- Saudi Arabia Reverses Salary Cuts After Succession Shakeup
Saudi Arabia’s King Salman has reversed a decision to cut salaries and benefits for public sector employees, a move that’s likely to fend off any social discontent but could complicate his new successor’s plan to repair the kingdom’s finances.
In a series of announcements that also promoted his son, Mohammed Bin Salman, to heir to the throne, the Saudi ruler restored all allowances and bonuses canceled or suspended last year, the official Saudi Press Agency reported on Wednesday. Payments to the civil servants and military personnel will be backdated to September, when the austerity measures were first announced.
The decree said the measures were taken to “ensure the comfort of our Saudi sons and daughters” and “provide them with generous living standards.” The country will also have a two-week holiday to celebrate the end of Ramadan, a Saudi official told Bloomberg.
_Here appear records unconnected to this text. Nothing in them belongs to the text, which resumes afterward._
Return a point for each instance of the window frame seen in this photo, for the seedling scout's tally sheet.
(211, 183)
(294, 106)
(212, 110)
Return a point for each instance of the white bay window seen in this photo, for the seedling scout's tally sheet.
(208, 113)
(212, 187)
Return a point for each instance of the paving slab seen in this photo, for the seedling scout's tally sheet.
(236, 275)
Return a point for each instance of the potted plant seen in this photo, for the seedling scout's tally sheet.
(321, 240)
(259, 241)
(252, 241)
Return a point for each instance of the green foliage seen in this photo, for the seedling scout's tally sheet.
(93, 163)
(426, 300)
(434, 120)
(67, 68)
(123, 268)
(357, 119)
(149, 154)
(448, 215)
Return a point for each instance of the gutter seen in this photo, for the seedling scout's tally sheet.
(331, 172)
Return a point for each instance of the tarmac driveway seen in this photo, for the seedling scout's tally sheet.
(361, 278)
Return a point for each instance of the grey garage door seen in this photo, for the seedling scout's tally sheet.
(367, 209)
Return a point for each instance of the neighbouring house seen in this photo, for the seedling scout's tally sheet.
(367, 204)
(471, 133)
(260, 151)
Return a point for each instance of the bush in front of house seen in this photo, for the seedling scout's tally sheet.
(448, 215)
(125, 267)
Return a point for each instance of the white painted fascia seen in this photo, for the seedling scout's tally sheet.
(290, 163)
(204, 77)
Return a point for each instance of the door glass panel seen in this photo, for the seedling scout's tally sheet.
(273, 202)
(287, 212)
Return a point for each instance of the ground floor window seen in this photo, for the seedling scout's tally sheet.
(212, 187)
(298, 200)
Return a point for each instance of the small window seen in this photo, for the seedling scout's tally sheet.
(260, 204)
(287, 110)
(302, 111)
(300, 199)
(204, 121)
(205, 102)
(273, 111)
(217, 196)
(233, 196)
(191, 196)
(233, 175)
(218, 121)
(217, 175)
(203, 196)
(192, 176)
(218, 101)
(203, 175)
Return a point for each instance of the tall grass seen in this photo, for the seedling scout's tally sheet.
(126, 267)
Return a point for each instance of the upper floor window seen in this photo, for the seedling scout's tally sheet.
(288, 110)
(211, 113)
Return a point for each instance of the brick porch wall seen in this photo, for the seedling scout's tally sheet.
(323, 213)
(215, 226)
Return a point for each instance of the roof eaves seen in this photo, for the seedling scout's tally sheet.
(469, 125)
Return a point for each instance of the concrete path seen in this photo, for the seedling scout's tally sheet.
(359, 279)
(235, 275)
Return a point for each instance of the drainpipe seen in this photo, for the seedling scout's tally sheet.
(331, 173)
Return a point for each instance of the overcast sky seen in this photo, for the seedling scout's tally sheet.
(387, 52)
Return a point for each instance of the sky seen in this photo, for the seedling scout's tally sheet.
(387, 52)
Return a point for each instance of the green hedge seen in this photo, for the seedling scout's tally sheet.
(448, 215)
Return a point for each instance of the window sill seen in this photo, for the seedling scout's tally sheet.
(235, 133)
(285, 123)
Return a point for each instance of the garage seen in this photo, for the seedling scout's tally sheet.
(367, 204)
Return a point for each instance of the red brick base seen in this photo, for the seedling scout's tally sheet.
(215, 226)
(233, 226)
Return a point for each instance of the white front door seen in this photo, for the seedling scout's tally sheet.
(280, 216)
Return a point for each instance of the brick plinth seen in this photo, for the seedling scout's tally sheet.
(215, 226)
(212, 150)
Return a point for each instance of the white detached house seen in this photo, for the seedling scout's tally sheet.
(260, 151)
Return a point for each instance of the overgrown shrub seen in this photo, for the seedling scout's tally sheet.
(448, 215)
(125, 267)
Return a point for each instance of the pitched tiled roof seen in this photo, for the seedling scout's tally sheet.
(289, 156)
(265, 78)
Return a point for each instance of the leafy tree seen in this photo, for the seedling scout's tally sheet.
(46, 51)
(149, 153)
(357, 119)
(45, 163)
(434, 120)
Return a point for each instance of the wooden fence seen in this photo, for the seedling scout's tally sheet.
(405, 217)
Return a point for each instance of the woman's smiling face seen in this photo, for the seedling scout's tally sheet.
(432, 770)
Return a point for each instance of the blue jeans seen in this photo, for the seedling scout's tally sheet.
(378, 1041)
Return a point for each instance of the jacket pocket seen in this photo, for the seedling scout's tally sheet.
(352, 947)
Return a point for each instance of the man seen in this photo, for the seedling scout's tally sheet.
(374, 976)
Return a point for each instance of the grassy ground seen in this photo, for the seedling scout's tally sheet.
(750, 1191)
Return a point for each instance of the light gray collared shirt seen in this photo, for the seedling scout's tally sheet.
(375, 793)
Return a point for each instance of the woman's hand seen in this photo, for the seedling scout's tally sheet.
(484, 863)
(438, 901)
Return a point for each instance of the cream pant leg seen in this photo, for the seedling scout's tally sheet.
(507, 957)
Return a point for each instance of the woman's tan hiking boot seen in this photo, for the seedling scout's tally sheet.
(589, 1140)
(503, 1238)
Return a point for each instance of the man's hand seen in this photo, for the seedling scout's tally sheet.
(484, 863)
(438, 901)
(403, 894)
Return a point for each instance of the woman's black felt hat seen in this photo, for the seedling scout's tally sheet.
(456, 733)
The bonus cutbacks were part of an ambitious plan led by the new crown prince to overhaul Saudi Arabia’s oil-dependent economy in an age of depressed energy prices. They were designed to reduce the public-sector wage bill to 40 percent of spending by 2020, from 45 percent at present. Riyadh-based Jadwa Investment said in February that they could have saved 185 billion riyals ($49 billion) through to 2020.
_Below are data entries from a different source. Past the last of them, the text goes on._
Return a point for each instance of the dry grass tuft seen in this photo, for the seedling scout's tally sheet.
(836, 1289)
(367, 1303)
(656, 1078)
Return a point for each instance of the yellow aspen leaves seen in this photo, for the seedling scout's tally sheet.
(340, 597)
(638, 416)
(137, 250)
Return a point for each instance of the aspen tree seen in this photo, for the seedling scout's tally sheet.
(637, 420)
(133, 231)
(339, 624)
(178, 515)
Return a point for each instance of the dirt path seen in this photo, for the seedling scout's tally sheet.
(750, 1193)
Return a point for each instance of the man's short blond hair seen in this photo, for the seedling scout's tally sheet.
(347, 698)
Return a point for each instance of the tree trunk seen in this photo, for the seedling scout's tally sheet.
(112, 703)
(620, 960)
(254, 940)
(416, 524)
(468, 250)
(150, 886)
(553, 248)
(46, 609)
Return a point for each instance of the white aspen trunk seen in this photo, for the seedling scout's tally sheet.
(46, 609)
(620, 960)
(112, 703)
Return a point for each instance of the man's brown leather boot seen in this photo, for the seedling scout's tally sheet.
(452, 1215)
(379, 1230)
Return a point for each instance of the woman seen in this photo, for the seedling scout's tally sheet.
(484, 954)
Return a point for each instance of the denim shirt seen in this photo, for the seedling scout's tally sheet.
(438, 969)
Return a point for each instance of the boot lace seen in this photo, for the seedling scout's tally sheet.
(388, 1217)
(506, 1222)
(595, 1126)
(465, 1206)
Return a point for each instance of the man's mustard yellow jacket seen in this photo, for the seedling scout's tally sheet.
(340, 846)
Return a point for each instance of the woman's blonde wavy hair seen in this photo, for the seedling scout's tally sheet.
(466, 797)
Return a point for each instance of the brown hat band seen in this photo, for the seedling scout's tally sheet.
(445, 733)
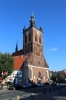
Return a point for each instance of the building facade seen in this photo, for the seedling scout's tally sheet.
(34, 67)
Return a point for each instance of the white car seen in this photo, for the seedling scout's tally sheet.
(40, 84)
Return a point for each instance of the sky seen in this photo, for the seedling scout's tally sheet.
(50, 14)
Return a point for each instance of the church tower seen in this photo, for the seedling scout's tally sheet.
(32, 39)
(32, 43)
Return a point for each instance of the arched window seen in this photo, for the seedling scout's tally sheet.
(47, 74)
(39, 74)
(30, 73)
(36, 38)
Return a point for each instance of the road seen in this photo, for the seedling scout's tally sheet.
(38, 92)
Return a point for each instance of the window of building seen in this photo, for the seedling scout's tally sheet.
(29, 37)
(36, 38)
(47, 75)
(39, 40)
(30, 73)
(25, 39)
(39, 74)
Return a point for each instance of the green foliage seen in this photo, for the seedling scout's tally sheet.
(53, 76)
(6, 62)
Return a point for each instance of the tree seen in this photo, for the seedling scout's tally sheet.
(6, 63)
(53, 76)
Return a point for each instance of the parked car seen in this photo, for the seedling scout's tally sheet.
(11, 87)
(34, 85)
(54, 84)
(26, 86)
(40, 84)
(46, 83)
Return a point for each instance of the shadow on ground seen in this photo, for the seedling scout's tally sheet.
(54, 94)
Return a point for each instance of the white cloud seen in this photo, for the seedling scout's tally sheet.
(54, 49)
(62, 39)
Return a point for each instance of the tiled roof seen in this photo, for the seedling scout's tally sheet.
(18, 53)
(18, 62)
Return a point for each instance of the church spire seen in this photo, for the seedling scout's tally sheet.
(32, 21)
(16, 49)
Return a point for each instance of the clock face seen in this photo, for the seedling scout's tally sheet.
(38, 32)
(27, 32)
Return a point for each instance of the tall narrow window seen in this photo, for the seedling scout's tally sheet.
(36, 38)
(39, 74)
(47, 75)
(29, 37)
(25, 39)
(30, 73)
(40, 40)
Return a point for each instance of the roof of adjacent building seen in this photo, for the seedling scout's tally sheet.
(18, 53)
(18, 62)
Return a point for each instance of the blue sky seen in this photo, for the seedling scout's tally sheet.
(50, 14)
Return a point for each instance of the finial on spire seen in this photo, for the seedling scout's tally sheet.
(16, 49)
(32, 21)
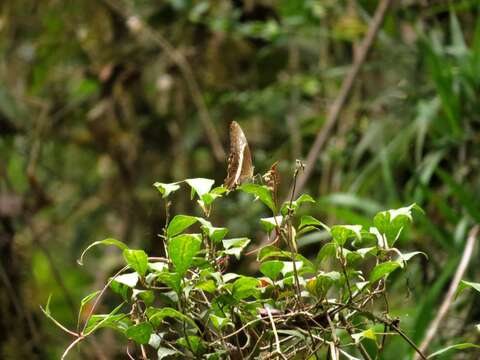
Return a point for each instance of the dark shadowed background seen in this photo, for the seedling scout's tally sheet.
(100, 99)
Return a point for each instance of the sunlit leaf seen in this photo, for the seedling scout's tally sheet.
(200, 186)
(382, 270)
(261, 192)
(180, 223)
(182, 249)
(140, 333)
(271, 269)
(341, 233)
(137, 260)
(107, 242)
(245, 287)
(166, 189)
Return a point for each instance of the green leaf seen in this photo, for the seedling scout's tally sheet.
(118, 322)
(164, 352)
(288, 267)
(182, 249)
(308, 220)
(172, 280)
(207, 285)
(129, 280)
(122, 283)
(365, 334)
(87, 299)
(107, 242)
(166, 189)
(219, 322)
(271, 269)
(293, 206)
(261, 192)
(467, 284)
(382, 270)
(404, 257)
(341, 233)
(236, 242)
(146, 296)
(320, 284)
(216, 234)
(140, 333)
(327, 251)
(270, 223)
(235, 246)
(392, 222)
(454, 347)
(180, 223)
(245, 287)
(266, 252)
(156, 315)
(200, 186)
(137, 260)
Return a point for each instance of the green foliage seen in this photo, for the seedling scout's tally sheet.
(293, 304)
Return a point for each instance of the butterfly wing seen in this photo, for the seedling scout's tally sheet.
(239, 160)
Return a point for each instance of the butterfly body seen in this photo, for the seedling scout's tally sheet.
(240, 167)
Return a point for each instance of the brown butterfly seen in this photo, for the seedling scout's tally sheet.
(240, 166)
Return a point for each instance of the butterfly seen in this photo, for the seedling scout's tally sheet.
(240, 167)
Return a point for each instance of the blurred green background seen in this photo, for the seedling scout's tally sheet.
(100, 99)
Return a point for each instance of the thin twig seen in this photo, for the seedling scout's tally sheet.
(136, 25)
(462, 267)
(347, 85)
(274, 329)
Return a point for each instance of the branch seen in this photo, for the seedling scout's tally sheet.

But the austerity measures, combined with the drop in oil prices that prompted them, caused the kingdom’s worst economic slowdown since the global financial crisis. Many citizens had groused privately and on social media about their reduced incomes. The government had already started to roll them back in May, restoring some of the largess that has guaranteed the loyalty of citizens to the absolute monarchy of the Saud family.